Parents do need to retain the disciplinary role. Meanwhile, stepparents have input, and parents have final say. Often parents need help making firmer demands of their kids. Stepparents need help to become more understanding and empathic. Parents and stepparents will disagree often about parenting. The challenge is to talk about these things in a “collaborative cha cha” rather than a polarization polka.
Try using what I call “soft/hard/soft” to bring up issues: Start with something caring or positive: “I know you love your kids.” Make a request: “ I think they are old enough to wash their own dishes. Would you be willing to start asking them to do that?” Add something caring or empathic: “I know it’s new for them, and for you.”
How Parents can Help Stepparents
Do ask your partner to be kind, but try to be empathic (rather than defensive) when she or her feels left out or frustrated. Give extra hugs. Spend time alone with your partner (balance this with time alone with your kids).
Although you cannot ask your kids to love your new partner, you can insist that they be civil to him or her. “Civil” means, at the very least, saying hello and giving some eye contact when they are in their stepparent’s presence. Do remember that it is not easy to be polite to someone who represents a major loss and too much change.

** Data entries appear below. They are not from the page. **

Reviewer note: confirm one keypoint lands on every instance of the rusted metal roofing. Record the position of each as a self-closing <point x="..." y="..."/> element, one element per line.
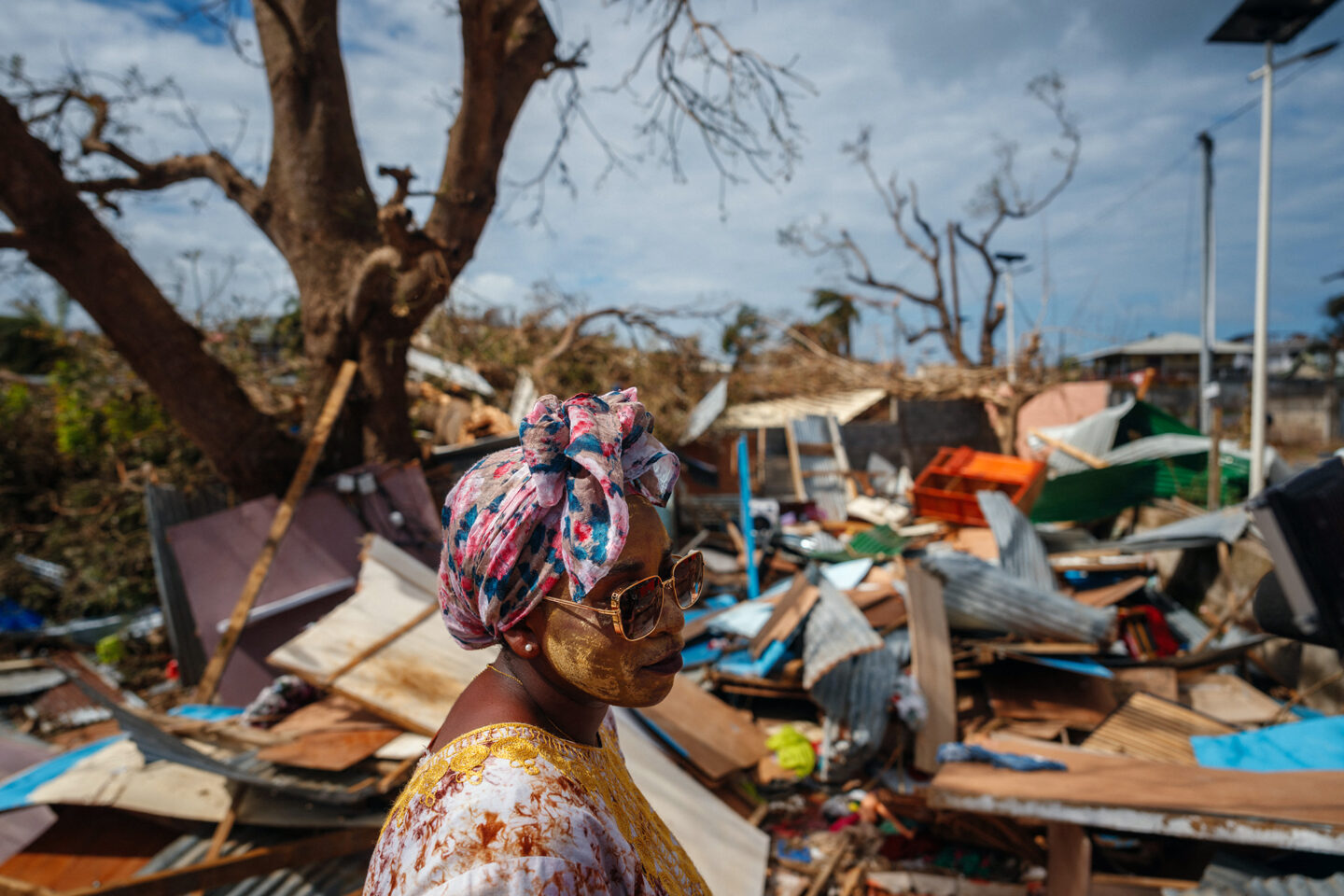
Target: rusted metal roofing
<point x="330" y="877"/>
<point x="776" y="413"/>
<point x="851" y="675"/>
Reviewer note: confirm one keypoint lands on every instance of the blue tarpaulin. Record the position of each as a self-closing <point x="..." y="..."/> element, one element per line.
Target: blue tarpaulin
<point x="1316" y="745"/>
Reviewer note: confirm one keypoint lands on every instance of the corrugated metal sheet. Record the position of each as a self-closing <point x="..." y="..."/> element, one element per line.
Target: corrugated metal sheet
<point x="167" y="507"/>
<point x="1094" y="434"/>
<point x="855" y="699"/>
<point x="776" y="413"/>
<point x="851" y="676"/>
<point x="1020" y="550"/>
<point x="448" y="371"/>
<point x="836" y="630"/>
<point x="1206" y="529"/>
<point x="983" y="596"/>
<point x="823" y="476"/>
<point x="1169" y="344"/>
<point x="1226" y="881"/>
<point x="330" y="877"/>
<point x="706" y="412"/>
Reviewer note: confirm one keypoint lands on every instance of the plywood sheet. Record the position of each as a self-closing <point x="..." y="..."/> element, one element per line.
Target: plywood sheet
<point x="1099" y="779"/>
<point x="413" y="679"/>
<point x="1025" y="691"/>
<point x="717" y="737"/>
<point x="1147" y="727"/>
<point x="332" y="735"/>
<point x="1234" y="700"/>
<point x="1111" y="594"/>
<point x="89" y="847"/>
<point x="1159" y="681"/>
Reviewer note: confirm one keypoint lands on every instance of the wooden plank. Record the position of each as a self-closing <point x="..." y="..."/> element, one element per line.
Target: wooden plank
<point x="1159" y="681"/>
<point x="1111" y="594"/>
<point x="330" y="735"/>
<point x="717" y="737"/>
<point x="1230" y="699"/>
<point x="1109" y="780"/>
<point x="257" y="578"/>
<point x="888" y="614"/>
<point x="791" y="441"/>
<point x="842" y="457"/>
<point x="1035" y="730"/>
<point x="1147" y="727"/>
<point x="788" y="615"/>
<point x="235" y="868"/>
<point x="729" y="852"/>
<point x="412" y="679"/>
<point x="931" y="649"/>
<point x="1077" y="453"/>
<point x="1069" y="869"/>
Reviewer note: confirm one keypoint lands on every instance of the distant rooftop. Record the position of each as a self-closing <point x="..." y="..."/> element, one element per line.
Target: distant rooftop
<point x="1167" y="344"/>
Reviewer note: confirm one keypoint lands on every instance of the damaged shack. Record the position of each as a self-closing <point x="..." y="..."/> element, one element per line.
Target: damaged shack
<point x="919" y="666"/>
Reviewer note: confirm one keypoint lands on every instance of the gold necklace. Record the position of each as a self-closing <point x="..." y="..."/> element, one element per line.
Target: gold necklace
<point x="554" y="724"/>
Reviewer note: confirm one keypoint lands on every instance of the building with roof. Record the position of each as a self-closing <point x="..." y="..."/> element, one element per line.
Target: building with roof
<point x="1172" y="355"/>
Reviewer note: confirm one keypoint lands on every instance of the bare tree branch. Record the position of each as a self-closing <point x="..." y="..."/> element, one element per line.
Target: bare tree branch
<point x="14" y="239"/>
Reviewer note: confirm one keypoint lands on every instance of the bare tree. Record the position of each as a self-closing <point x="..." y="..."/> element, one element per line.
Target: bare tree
<point x="367" y="274"/>
<point x="998" y="201"/>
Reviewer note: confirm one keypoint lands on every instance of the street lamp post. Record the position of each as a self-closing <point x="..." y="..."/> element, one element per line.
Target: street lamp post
<point x="1260" y="344"/>
<point x="1010" y="259"/>
<point x="1267" y="23"/>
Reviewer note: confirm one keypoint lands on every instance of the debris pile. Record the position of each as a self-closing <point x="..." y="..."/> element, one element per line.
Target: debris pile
<point x="892" y="684"/>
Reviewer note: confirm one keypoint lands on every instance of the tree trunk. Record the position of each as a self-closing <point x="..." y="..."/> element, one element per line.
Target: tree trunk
<point x="63" y="238"/>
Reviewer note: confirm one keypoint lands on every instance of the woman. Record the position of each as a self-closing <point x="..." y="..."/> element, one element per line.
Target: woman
<point x="554" y="553"/>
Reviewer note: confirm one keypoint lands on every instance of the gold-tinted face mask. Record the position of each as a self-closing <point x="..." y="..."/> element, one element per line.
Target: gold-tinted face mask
<point x="586" y="649"/>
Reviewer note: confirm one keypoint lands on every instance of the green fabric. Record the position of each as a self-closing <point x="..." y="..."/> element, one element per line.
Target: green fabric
<point x="1093" y="495"/>
<point x="1147" y="419"/>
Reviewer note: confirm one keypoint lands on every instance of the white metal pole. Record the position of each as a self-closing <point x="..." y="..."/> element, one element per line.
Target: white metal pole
<point x="1013" y="335"/>
<point x="1261" y="339"/>
<point x="1206" y="318"/>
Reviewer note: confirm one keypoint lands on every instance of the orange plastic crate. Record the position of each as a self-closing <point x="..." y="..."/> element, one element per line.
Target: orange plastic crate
<point x="946" y="488"/>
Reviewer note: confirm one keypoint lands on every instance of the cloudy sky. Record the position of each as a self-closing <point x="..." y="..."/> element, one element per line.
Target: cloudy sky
<point x="940" y="83"/>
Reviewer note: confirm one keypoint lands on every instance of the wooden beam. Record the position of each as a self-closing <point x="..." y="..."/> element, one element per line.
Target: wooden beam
<point x="278" y="525"/>
<point x="1077" y="453"/>
<point x="231" y="869"/>
<point x="382" y="642"/>
<point x="931" y="649"/>
<point x="1069" y="869"/>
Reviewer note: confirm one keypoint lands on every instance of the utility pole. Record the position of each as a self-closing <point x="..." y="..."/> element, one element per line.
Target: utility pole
<point x="1267" y="23"/>
<point x="1207" y="333"/>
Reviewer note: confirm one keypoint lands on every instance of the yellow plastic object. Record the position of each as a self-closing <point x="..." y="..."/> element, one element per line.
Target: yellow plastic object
<point x="793" y="751"/>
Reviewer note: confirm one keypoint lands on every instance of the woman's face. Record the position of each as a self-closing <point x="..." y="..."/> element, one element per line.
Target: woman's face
<point x="586" y="656"/>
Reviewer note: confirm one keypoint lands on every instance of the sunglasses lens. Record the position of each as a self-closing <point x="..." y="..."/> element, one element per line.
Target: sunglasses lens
<point x="687" y="580"/>
<point x="640" y="608"/>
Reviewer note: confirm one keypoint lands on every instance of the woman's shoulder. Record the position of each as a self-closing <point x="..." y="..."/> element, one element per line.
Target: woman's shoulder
<point x="495" y="767"/>
<point x="495" y="795"/>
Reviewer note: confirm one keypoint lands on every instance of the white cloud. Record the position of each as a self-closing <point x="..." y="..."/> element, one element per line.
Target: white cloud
<point x="937" y="85"/>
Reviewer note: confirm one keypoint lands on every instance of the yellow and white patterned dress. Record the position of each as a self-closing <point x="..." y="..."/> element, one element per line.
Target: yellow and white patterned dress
<point x="511" y="809"/>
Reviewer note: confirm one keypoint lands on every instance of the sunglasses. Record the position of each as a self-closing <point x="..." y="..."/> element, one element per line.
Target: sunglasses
<point x="637" y="608"/>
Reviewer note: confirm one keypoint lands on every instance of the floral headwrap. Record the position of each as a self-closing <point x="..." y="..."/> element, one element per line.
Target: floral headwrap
<point x="522" y="519"/>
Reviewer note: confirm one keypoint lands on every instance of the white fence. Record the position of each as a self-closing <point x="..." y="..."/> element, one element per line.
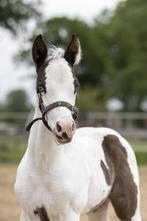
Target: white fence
<point x="129" y="124"/>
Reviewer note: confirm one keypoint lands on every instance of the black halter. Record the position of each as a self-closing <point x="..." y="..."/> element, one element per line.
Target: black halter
<point x="44" y="110"/>
<point x="42" y="89"/>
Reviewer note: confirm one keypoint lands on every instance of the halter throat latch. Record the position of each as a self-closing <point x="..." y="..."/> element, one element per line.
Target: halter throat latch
<point x="74" y="111"/>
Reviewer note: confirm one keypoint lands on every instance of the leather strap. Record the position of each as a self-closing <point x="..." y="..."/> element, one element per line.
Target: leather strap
<point x="73" y="109"/>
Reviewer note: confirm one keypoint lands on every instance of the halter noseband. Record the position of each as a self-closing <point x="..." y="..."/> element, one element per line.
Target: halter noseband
<point x="44" y="110"/>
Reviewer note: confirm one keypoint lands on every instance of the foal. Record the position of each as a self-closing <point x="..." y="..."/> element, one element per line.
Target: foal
<point x="66" y="172"/>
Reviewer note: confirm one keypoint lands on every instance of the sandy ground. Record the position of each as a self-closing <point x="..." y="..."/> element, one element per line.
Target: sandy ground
<point x="10" y="210"/>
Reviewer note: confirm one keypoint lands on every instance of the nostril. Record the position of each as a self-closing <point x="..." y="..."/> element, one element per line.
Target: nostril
<point x="65" y="136"/>
<point x="59" y="128"/>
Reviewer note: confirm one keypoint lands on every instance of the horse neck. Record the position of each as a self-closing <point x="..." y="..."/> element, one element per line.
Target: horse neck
<point x="41" y="145"/>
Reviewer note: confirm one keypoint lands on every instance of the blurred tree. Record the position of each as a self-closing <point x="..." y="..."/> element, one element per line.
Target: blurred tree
<point x="114" y="48"/>
<point x="58" y="31"/>
<point x="126" y="42"/>
<point x="14" y="13"/>
<point x="17" y="101"/>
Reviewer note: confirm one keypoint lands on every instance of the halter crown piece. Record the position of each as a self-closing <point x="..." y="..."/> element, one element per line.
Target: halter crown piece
<point x="41" y="88"/>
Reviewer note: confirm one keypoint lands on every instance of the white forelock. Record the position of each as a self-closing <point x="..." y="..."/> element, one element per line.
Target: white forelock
<point x="55" y="53"/>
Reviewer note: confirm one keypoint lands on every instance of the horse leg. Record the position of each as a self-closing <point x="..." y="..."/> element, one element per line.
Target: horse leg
<point x="101" y="214"/>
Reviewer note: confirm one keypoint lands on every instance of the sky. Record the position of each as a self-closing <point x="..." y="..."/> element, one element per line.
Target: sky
<point x="14" y="76"/>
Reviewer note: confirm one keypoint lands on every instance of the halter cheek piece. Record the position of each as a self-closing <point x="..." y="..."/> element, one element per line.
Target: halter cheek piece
<point x="42" y="89"/>
<point x="44" y="110"/>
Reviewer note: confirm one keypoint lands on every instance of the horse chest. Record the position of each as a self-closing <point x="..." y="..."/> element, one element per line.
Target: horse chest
<point x="53" y="189"/>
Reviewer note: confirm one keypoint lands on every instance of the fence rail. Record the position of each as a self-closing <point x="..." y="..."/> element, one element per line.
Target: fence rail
<point x="129" y="124"/>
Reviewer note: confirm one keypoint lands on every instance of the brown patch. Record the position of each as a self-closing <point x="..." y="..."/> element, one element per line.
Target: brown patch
<point x="72" y="50"/>
<point x="106" y="173"/>
<point x="41" y="212"/>
<point x="124" y="192"/>
<point x="39" y="51"/>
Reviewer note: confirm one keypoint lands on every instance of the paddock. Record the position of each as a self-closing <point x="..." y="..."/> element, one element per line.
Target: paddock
<point x="9" y="208"/>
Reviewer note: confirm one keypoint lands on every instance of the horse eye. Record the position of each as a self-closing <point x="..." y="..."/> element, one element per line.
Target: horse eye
<point x="74" y="116"/>
<point x="40" y="89"/>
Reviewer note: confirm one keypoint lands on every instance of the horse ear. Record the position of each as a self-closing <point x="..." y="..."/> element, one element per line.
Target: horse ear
<point x="39" y="51"/>
<point x="73" y="51"/>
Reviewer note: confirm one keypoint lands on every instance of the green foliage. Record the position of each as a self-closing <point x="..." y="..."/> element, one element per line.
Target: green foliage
<point x="14" y="13"/>
<point x="17" y="101"/>
<point x="127" y="47"/>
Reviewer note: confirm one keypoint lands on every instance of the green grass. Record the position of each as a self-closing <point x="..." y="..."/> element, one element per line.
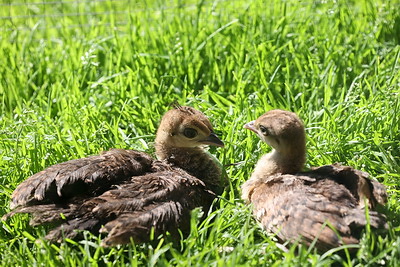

How stepparents can help parents
If you are a stepparent, remember that all parents are extremely sensitive about their kids and their parenting. Do encourage your partner to become firmer, but try to raise issues kindly. Remember that your partner has two different, often conflicting, responsibilities to you and to his or her kids. Ask for time alone, but support your partner’s need to have time alone with his or her kids.